Basically, it seems to be SF&F SE policy to close questions as a duplicate if they are anything alike, regardless of whether or not they are a duplicate, or if an answer on another question even touches on the answer to the new question, even if the actual questions are totally unrelated. @JasonBaker mentioned that this is official policy, though I was not able to find anything specific on Meta, then or now.
To be clear, I have nothing against marking questions that are actually duplicates as duplicates. But what I see over and over is marking any question, even if only tangentially related, as a duplicate of another if one answer even slightly maybe touches in passing information that might be an answer to a new question.
I don't see any benefits to this policy.

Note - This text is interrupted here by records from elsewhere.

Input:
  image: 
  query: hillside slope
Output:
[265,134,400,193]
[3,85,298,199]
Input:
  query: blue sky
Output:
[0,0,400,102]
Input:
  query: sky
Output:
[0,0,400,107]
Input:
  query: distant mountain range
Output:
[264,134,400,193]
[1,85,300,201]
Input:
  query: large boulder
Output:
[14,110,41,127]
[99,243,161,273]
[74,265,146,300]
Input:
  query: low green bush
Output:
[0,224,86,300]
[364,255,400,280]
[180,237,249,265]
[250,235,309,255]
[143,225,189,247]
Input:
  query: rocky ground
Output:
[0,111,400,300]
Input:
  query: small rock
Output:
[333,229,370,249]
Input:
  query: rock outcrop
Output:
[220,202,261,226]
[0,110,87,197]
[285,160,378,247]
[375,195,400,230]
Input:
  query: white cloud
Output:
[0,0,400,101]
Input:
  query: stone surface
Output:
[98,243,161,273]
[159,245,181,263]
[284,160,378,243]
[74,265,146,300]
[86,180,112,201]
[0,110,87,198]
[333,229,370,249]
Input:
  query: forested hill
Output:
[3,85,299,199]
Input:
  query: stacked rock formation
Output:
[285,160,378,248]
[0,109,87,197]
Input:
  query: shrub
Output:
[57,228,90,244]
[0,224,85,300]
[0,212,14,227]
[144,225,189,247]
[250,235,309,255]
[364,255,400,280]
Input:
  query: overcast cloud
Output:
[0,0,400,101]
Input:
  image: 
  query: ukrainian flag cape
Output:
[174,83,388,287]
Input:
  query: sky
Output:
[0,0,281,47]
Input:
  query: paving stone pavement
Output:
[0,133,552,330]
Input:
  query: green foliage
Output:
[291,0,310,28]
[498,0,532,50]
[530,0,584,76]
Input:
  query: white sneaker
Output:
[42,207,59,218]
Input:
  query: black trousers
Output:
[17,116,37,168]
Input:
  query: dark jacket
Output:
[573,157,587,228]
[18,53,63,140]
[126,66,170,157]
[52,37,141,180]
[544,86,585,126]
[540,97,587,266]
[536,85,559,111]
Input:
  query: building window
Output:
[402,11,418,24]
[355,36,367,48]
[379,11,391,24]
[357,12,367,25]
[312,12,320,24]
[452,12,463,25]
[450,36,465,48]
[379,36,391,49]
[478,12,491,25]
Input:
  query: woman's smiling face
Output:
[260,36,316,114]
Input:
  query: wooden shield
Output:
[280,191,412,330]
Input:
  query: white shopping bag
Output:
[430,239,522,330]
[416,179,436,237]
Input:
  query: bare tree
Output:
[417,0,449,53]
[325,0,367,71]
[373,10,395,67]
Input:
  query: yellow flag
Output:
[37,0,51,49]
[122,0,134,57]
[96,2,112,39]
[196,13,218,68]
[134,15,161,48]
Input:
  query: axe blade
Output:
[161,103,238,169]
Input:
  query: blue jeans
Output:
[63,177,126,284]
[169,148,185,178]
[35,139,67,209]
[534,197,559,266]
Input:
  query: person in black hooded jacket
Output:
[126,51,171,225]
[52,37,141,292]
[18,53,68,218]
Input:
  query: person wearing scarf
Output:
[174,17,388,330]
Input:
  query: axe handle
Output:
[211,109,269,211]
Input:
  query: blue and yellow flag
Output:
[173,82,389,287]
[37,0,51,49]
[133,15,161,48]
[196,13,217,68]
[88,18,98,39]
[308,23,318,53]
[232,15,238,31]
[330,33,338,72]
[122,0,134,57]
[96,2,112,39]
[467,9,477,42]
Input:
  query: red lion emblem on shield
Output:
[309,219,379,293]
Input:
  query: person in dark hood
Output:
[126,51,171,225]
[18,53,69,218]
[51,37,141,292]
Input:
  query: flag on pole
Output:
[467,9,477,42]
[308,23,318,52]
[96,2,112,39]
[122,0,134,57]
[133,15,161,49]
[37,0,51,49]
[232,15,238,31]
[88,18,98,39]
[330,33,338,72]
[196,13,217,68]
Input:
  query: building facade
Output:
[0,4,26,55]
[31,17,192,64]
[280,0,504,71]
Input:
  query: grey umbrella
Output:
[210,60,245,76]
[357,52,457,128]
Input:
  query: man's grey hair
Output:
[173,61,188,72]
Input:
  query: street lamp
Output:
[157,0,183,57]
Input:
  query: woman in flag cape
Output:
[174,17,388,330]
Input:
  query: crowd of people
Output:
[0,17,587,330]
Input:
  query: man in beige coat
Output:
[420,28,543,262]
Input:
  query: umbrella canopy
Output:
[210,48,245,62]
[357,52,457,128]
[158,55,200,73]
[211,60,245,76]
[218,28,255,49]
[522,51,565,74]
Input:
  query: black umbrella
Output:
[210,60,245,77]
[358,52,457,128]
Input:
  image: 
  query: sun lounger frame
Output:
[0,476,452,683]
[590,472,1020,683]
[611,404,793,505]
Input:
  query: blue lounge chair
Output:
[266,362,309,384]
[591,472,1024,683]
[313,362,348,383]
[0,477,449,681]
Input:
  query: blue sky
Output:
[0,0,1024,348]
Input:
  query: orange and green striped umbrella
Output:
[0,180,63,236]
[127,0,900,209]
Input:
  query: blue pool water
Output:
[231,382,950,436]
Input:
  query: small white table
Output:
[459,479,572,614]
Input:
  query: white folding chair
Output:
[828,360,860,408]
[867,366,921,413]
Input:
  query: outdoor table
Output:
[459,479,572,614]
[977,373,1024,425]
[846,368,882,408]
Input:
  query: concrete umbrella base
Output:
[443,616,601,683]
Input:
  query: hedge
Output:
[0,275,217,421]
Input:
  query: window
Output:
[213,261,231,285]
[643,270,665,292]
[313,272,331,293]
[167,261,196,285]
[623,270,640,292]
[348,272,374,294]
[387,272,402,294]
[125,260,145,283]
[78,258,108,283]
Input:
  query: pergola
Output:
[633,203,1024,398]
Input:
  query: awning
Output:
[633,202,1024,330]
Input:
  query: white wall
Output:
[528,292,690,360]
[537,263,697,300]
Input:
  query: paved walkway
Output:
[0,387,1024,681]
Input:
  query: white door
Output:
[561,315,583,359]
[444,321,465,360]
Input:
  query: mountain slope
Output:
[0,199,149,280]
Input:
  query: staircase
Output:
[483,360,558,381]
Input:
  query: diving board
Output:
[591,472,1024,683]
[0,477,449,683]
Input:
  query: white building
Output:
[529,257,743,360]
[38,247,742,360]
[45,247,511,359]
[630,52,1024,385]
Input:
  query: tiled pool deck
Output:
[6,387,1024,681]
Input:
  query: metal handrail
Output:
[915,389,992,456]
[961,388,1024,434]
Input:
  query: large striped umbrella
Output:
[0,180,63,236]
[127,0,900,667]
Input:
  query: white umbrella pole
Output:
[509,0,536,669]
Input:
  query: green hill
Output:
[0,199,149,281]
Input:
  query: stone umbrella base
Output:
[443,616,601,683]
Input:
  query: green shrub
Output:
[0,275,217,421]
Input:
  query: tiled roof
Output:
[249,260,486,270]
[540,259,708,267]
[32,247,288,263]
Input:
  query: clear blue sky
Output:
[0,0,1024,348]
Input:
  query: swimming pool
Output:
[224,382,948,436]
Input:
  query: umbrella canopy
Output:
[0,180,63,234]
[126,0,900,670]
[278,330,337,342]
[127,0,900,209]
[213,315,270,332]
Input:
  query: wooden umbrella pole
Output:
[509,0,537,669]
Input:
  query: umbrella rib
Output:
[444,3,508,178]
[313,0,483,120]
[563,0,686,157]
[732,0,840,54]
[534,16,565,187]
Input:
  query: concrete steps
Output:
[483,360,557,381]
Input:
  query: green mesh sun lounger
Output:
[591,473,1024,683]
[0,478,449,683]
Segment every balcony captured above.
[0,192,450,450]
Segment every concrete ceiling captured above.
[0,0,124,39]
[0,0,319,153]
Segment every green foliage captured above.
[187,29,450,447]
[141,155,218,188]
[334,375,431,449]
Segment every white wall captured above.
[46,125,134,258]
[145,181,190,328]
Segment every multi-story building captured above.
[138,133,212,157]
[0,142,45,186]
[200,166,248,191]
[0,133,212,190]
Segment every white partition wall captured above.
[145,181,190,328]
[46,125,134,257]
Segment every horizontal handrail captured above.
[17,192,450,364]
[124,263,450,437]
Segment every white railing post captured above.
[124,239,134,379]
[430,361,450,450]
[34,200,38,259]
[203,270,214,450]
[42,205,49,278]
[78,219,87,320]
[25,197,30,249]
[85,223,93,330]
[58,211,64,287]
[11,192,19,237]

And actually, to SO blog covers some of this topic pretty well.
...but this issue is a little different. We're expecting users who ask a question parse out potentially unrelated questions and scroll through answers possibly consisting of mostly unrelated content that may somewhere touch on the answer to their question, rather than receiving an answer that is tailored to, and directly addresses their question. Why? The upsides seem legion: searching for answers to questions is easier, users get direct answers to their distinct questions that touch on any subtleties rightfully missing from answers to other questions, and we can still mark questions as related if they contain potentially valuable information. I've found this to be especially egregious when those voting to close aren't intimately familiar with the source material.
What are the downsides to being less aggressive about marking questions as duplicates? Why don't we move forward to at least stop marking distinct questions as duplicate? (As opposed to the current policy where distinct questions with similar answers even if those answers are not the accepted answer can be marked duplicate.)